# Pretrained Word2Vec Model on Urdu Wikipedia Corpus

Word2vec is a widely featured as a member of the “new wave” of machine learning algorithms based on neural networks, commonly referred to as "deep learning" (though word2vec itself is rather shallow). Using large amounts of unannotated plain text, word2vec learns relationships between words automatically. The output are vectors, one vector per word, with remarkable linear relationships that allow us to do things like vec(“king”) – vec(“man”) + vec(“woman”) =~ vec(“queen”), or vec(“Montreal Canadiens”) – vec(“Montreal”) + vec(“Toronto”) resembles the vector for “Toronto Maple Leafs”.
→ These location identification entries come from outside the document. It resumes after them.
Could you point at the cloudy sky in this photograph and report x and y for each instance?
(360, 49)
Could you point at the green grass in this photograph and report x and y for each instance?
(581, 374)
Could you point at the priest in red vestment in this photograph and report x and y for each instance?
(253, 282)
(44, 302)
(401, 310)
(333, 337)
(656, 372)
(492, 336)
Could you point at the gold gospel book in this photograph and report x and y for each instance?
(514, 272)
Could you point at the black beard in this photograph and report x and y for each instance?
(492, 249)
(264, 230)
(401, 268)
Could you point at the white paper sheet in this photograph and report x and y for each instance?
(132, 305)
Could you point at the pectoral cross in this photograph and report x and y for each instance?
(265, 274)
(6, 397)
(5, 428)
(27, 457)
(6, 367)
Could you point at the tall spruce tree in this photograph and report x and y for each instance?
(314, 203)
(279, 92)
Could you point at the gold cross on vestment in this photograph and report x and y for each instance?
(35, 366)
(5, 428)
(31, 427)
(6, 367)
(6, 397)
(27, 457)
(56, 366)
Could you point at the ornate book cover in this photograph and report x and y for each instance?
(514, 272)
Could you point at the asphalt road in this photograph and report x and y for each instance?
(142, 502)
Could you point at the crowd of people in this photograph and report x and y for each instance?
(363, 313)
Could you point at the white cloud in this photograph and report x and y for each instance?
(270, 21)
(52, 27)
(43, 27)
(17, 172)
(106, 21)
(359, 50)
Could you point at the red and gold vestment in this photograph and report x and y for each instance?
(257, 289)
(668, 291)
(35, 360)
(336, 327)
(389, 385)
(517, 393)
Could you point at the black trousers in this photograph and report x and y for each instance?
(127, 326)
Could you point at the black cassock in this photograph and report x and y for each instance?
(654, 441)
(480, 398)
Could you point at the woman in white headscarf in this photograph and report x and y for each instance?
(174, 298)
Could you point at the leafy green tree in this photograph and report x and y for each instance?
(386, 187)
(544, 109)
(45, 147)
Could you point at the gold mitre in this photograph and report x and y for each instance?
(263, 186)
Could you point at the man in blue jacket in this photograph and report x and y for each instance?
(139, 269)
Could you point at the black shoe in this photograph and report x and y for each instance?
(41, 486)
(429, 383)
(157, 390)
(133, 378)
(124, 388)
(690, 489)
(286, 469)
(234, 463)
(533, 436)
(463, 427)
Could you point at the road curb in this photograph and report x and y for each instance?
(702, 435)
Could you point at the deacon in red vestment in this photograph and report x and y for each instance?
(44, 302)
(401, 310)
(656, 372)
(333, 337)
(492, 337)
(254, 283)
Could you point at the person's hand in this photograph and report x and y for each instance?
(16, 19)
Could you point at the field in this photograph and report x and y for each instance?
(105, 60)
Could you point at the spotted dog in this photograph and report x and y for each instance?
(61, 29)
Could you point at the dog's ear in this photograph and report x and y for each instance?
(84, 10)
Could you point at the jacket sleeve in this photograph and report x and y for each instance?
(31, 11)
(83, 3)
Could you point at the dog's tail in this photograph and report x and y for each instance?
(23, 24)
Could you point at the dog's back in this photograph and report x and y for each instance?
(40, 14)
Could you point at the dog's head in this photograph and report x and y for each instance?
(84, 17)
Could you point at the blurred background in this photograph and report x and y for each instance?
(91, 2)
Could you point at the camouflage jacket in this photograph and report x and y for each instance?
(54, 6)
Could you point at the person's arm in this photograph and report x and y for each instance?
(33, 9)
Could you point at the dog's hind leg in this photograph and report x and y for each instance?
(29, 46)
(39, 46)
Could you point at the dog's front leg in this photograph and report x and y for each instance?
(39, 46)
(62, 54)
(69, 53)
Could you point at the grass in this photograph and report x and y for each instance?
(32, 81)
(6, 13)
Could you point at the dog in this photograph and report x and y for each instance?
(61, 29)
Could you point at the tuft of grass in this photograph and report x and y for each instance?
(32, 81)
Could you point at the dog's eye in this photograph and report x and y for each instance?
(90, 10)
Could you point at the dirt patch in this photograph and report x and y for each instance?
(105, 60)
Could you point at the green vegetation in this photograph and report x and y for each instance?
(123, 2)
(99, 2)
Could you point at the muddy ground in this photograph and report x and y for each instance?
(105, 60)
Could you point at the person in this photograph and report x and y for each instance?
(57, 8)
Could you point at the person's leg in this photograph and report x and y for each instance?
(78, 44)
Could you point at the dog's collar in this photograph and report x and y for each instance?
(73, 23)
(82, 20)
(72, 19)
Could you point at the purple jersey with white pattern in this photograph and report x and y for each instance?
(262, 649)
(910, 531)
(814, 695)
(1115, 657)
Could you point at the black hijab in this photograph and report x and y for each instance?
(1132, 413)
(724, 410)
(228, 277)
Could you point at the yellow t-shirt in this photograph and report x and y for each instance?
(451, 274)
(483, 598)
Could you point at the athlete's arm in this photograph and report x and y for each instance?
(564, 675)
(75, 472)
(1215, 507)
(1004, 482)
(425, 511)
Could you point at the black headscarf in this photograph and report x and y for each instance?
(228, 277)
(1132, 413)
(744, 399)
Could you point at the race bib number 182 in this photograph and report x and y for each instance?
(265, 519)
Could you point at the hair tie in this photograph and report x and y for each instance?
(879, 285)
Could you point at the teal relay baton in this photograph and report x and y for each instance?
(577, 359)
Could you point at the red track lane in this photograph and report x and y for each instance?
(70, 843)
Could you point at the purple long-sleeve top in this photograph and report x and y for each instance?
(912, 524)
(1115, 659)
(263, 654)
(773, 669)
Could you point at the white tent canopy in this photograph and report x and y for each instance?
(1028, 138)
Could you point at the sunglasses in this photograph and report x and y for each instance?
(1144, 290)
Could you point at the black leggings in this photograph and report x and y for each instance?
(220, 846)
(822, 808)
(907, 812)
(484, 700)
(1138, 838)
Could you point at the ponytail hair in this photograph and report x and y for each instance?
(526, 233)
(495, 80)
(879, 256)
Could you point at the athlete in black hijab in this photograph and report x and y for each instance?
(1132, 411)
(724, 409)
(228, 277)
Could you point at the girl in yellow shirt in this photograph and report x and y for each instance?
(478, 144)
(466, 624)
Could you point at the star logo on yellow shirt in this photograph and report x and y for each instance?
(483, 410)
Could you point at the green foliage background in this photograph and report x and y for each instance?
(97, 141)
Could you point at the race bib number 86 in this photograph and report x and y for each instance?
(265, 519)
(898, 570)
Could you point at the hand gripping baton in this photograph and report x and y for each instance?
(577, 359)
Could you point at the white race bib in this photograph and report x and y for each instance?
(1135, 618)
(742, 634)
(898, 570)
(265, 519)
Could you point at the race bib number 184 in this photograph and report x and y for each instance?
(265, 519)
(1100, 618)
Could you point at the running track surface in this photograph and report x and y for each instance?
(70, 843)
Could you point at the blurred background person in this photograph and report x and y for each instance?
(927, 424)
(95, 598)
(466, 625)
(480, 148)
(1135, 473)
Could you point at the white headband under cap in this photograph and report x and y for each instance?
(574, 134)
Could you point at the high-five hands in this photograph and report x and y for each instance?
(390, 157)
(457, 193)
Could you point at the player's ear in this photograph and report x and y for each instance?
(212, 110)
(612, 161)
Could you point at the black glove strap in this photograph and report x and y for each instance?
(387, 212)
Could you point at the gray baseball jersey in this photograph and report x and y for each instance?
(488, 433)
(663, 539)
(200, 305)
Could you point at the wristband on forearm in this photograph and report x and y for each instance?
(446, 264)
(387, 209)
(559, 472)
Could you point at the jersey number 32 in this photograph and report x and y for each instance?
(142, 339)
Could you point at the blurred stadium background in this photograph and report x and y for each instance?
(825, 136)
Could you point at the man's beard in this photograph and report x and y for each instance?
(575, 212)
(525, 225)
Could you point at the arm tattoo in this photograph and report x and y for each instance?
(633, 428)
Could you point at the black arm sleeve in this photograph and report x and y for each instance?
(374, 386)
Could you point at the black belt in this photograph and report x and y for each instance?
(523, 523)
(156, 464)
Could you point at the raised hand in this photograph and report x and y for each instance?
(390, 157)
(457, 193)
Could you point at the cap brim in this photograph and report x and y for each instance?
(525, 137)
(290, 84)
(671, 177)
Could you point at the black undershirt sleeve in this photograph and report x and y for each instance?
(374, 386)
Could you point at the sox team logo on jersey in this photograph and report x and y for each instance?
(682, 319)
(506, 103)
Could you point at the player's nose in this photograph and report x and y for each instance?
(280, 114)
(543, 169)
## Loading the pretrained Urdu word2vec 300 dimension vector model

This model trainied on 50,000 news posts data.

In [1]:
# import modules & set up logging
import gensim, logging
logging.basicConfig(format='%(asctime)s : %(levelname)s : %(message)s', level=logging.INFO)

In [2]:
# Downloading the Word2Vec model from google drive
#!wget -O - 'https://drive.google.com/uc?export=download&id=1yz8RfJeg65QByLs1aJUORtPujHYx_oQP' > urdu_wikipedia_vector300.bin
# import urllib.request

# model_url = "https://drive.google.com/uc?export=download&id=1yz8RfJeg65QByLs1aJUORtPujHYx_oQP"
# file_name = "urdu_wikipedia_vector300.bin"
# urllib.request.urlretrieve(model_url, file_name)

In [3]:
# Loading the model
model = gensim.models.KeyedVectors.load_word2vec_format('urdu_wikipedia_vector300.bin', binary=True)
# print(model)
# print(model.wv.vocab)

2018-06-30 18:04:43,075 : INFO : loading projection weights from urdu_wikipedia_vector300.bin
2018-06-30 18:04:43,888 : INFO : loaded (49003, 300) matrix from urdu_wikipedia_vector300.bin


## Evaluating
`Word2Vec` training is an unsupervised task, there’s no good way to objectively evaluate the result. Evaluation depends on your end application.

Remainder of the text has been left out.